Hi all I'm using Elasticsearch 7.8 and I'm having an weird situation while using bulk operation to index some documents, that might have or not attachment the them, like if run the following command:
curl -X POST "localhost:9200/_bulk?pretty" -H 'Content-Type: application/json' -d'
{"index":{"_id":"1","_index":"t1"}}
{"active_user":false,"content":"Something I wrote", "document_id":"1","topic":"Test1"}
{"index":{"_id":"2","_index":"t1'"}}
{"active_user":false,"content":"Something I wrote", "document_id":"2","topic":"Test2"}
{"index":{"_id":"3","_index":"t1'","pipeline":"attachment"}}
{"data":"<BASE64ENCODEDPDFFILE>", "document_id":"3","topic":"Test PDF"}
`
I get this error on ES log:
{"type": "server", "timestamp": "2020-08-12T19:00:50,149Z", "level": "DEBUG", "component": "o.e.a.b.T.BulkRequestModifier", "cluster.name": "docker-cluster", "node.name": "4e71dc30d5e2", "message": "failed to execute pipeline [_none] for document [t1/_doc/1]", "cluster.uuid": "3YRzz0W_RvGuSiJrIGC3GQ", "node.id": "qlGXQX8uRXum5ZGd9rdPcQ" ,
"stacktrace": ["org.elasticsearch.ingest.IngestProcessorException: ElasticsearchParseException[Error parsing document in field [data]]; nested:
TikaException[TIKA-198: Illegal IOException from org.apache.tika.parser.pdf.PDFParser@565cd0c5]; nested: IOException[Page tree root must be a dictionary];"

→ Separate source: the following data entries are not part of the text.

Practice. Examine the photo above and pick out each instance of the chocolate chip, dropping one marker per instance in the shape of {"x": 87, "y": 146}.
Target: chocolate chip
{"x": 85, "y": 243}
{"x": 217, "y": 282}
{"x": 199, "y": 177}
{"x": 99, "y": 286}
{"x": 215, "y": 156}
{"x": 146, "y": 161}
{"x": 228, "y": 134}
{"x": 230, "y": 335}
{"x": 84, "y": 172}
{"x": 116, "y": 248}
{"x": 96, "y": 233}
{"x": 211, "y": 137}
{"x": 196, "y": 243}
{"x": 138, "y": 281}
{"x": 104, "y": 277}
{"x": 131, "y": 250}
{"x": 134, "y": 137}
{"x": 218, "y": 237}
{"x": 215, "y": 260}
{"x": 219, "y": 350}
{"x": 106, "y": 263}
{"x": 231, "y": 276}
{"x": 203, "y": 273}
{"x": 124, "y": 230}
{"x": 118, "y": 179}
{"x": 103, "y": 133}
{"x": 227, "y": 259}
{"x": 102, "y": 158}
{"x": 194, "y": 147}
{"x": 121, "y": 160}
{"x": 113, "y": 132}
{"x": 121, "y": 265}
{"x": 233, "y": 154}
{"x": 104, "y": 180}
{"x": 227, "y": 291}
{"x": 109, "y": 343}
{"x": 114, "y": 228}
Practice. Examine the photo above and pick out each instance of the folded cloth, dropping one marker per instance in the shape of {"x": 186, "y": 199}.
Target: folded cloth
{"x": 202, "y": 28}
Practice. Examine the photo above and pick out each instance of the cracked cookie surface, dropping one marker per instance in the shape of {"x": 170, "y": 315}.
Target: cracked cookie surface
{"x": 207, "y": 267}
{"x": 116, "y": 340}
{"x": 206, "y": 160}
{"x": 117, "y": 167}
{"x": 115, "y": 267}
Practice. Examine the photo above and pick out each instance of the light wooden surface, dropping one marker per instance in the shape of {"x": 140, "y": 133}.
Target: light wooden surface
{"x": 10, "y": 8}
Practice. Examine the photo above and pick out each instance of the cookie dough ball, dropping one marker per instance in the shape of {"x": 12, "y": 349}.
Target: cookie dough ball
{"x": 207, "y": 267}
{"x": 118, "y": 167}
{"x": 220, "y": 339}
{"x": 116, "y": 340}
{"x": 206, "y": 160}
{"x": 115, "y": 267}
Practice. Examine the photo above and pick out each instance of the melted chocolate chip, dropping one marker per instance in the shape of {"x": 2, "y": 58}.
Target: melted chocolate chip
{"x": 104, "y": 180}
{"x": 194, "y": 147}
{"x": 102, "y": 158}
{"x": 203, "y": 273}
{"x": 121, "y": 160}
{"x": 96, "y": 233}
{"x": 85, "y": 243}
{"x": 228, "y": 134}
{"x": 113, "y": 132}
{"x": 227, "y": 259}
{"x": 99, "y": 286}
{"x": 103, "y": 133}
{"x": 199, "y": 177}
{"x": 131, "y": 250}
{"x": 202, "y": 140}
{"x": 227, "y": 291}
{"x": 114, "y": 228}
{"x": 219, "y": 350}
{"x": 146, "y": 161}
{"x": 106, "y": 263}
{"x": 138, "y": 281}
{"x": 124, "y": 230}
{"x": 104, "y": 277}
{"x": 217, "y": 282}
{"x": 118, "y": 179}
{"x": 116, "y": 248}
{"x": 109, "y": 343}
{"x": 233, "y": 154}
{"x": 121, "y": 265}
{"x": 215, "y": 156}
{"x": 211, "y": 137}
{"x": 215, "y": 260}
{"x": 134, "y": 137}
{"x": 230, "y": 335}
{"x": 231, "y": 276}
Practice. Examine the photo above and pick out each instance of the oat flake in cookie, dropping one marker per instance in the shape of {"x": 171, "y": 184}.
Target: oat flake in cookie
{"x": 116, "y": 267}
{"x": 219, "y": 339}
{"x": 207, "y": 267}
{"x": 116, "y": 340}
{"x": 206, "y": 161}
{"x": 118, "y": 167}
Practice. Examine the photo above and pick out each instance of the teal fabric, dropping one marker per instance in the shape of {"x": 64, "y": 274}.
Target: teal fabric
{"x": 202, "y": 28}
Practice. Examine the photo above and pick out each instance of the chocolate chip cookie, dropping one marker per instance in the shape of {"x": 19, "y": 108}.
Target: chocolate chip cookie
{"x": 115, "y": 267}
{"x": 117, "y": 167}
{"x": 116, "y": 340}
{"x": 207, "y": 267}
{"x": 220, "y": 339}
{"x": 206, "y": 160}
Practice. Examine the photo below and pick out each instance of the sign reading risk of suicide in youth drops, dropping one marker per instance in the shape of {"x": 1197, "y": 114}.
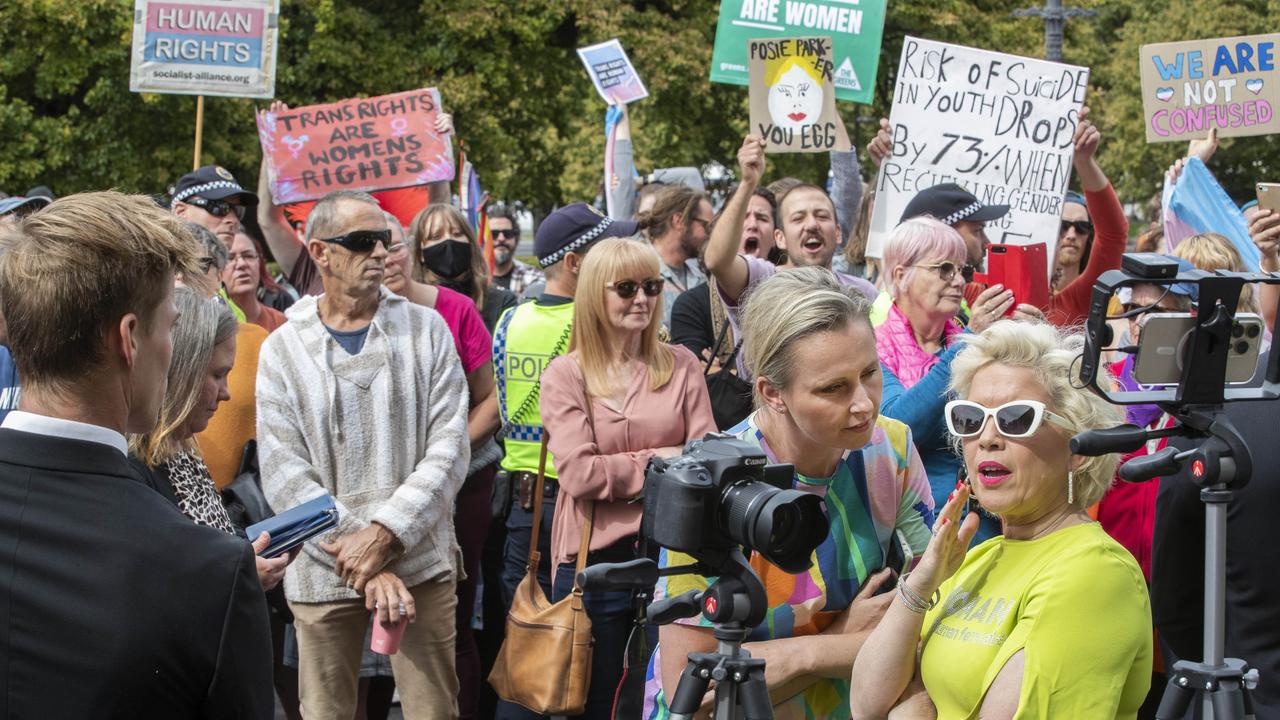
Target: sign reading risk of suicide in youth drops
{"x": 224, "y": 48}
{"x": 854, "y": 26}
{"x": 1229, "y": 83}
{"x": 1000, "y": 126}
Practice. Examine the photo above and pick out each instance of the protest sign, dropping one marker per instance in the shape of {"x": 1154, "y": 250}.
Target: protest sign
{"x": 1228, "y": 83}
{"x": 611, "y": 71}
{"x": 362, "y": 144}
{"x": 855, "y": 28}
{"x": 223, "y": 48}
{"x": 1000, "y": 126}
{"x": 792, "y": 99}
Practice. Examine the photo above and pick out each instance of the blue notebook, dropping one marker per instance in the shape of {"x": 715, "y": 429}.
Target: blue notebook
{"x": 296, "y": 525}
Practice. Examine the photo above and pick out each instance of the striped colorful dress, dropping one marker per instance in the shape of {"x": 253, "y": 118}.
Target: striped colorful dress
{"x": 881, "y": 510}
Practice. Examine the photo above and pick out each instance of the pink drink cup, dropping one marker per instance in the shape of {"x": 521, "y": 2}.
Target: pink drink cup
{"x": 387, "y": 638}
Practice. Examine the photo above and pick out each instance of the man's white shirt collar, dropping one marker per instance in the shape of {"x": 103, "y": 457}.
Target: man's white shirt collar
{"x": 69, "y": 429}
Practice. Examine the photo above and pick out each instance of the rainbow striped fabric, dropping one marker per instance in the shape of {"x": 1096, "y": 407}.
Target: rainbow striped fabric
{"x": 877, "y": 493}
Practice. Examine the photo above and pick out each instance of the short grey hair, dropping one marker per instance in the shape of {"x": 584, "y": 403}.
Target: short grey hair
{"x": 789, "y": 306}
{"x": 210, "y": 244}
{"x": 323, "y": 219}
{"x": 1054, "y": 356}
{"x": 202, "y": 324}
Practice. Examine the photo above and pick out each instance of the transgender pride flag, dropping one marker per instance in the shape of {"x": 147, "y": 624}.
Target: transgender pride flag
{"x": 1197, "y": 204}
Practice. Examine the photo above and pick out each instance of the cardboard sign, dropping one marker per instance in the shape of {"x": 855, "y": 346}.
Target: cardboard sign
{"x": 1000, "y": 126}
{"x": 855, "y": 28}
{"x": 611, "y": 71}
{"x": 362, "y": 144}
{"x": 1228, "y": 83}
{"x": 792, "y": 98}
{"x": 223, "y": 48}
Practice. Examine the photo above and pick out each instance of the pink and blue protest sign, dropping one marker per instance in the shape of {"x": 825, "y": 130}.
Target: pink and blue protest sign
{"x": 1230, "y": 85}
{"x": 224, "y": 48}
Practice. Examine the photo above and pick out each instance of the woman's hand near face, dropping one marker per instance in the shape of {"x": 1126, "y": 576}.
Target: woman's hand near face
{"x": 990, "y": 306}
{"x": 946, "y": 551}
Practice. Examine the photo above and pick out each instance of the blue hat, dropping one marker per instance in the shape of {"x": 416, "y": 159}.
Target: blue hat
{"x": 574, "y": 227}
{"x": 28, "y": 204}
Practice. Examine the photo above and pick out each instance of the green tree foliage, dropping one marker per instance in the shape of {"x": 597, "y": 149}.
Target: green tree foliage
{"x": 508, "y": 71}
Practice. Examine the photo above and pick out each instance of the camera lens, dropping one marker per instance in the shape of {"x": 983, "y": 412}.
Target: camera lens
{"x": 784, "y": 525}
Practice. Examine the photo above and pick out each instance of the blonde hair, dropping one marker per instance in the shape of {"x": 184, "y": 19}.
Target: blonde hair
{"x": 612, "y": 260}
{"x": 448, "y": 217}
{"x": 1212, "y": 251}
{"x": 787, "y": 308}
{"x": 1054, "y": 358}
{"x": 72, "y": 270}
{"x": 202, "y": 324}
{"x": 778, "y": 67}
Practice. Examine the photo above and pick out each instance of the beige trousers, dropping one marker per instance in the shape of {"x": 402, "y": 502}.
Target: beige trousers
{"x": 330, "y": 643}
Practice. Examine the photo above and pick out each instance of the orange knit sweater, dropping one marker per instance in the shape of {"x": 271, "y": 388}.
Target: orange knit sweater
{"x": 232, "y": 425}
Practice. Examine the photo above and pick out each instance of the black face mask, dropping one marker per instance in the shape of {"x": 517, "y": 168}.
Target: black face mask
{"x": 449, "y": 260}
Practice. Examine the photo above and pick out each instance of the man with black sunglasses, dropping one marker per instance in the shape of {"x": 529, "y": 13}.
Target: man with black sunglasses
{"x": 362, "y": 397}
{"x": 507, "y": 272}
{"x": 211, "y": 197}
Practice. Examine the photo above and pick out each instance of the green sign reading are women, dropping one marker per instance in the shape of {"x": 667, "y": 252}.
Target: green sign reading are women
{"x": 854, "y": 26}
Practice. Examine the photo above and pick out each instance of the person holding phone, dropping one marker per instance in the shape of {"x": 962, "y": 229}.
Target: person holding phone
{"x": 917, "y": 342}
{"x": 1050, "y": 620}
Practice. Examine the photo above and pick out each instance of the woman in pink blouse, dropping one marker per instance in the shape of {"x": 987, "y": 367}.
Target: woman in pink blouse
{"x": 617, "y": 399}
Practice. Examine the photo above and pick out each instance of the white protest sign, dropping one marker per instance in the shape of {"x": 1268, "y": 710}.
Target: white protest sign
{"x": 224, "y": 48}
{"x": 1000, "y": 126}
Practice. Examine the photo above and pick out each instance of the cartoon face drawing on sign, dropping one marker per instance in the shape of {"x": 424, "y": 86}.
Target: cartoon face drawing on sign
{"x": 795, "y": 92}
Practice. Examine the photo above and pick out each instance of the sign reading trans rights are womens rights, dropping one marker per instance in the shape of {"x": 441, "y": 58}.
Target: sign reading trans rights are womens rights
{"x": 1229, "y": 83}
{"x": 205, "y": 48}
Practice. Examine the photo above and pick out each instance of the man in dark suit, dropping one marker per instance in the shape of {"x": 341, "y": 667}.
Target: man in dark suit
{"x": 112, "y": 604}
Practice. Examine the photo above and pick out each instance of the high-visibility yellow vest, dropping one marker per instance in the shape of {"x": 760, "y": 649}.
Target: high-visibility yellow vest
{"x": 524, "y": 342}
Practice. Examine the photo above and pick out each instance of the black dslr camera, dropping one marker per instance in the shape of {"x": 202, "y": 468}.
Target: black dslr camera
{"x": 723, "y": 495}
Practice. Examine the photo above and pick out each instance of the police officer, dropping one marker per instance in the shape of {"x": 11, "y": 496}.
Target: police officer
{"x": 525, "y": 341}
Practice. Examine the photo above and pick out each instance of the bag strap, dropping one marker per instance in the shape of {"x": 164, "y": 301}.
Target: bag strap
{"x": 534, "y": 556}
{"x": 584, "y": 545}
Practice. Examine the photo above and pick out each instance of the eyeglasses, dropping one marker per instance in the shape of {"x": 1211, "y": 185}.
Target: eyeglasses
{"x": 361, "y": 241}
{"x": 216, "y": 208}
{"x": 627, "y": 290}
{"x": 1082, "y": 227}
{"x": 947, "y": 270}
{"x": 1016, "y": 419}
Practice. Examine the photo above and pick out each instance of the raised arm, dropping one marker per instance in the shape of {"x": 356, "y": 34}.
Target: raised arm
{"x": 721, "y": 256}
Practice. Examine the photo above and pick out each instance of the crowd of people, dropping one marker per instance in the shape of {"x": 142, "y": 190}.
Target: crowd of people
{"x": 170, "y": 364}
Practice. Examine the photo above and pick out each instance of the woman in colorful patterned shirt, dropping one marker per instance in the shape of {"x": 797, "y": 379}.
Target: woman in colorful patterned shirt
{"x": 1050, "y": 619}
{"x": 817, "y": 393}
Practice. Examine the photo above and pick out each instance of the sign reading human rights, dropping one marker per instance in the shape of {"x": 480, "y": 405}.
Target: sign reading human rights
{"x": 854, "y": 26}
{"x": 1000, "y": 126}
{"x": 792, "y": 99}
{"x": 1228, "y": 83}
{"x": 361, "y": 144}
{"x": 223, "y": 48}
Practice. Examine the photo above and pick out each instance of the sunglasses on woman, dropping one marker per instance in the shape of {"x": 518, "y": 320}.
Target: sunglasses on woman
{"x": 1082, "y": 227}
{"x": 627, "y": 290}
{"x": 361, "y": 241}
{"x": 947, "y": 270}
{"x": 1016, "y": 419}
{"x": 216, "y": 208}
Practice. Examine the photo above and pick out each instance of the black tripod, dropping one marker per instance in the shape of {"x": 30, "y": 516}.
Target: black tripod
{"x": 1220, "y": 464}
{"x": 735, "y": 602}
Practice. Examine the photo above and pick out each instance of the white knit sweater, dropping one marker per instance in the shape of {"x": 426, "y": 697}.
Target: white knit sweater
{"x": 384, "y": 432}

Except for the first document the others 2 are indexed successfully, and it seems like it's waiting a "data" field on the first document, but if I remove the first document the second one raised the same error.
And if I index the first document separated alone on another bulk operation it gets indexed normally.
So it seems to be a problem mixing attachments with other documents.
Can someone help me to understand what I'm doing wrong?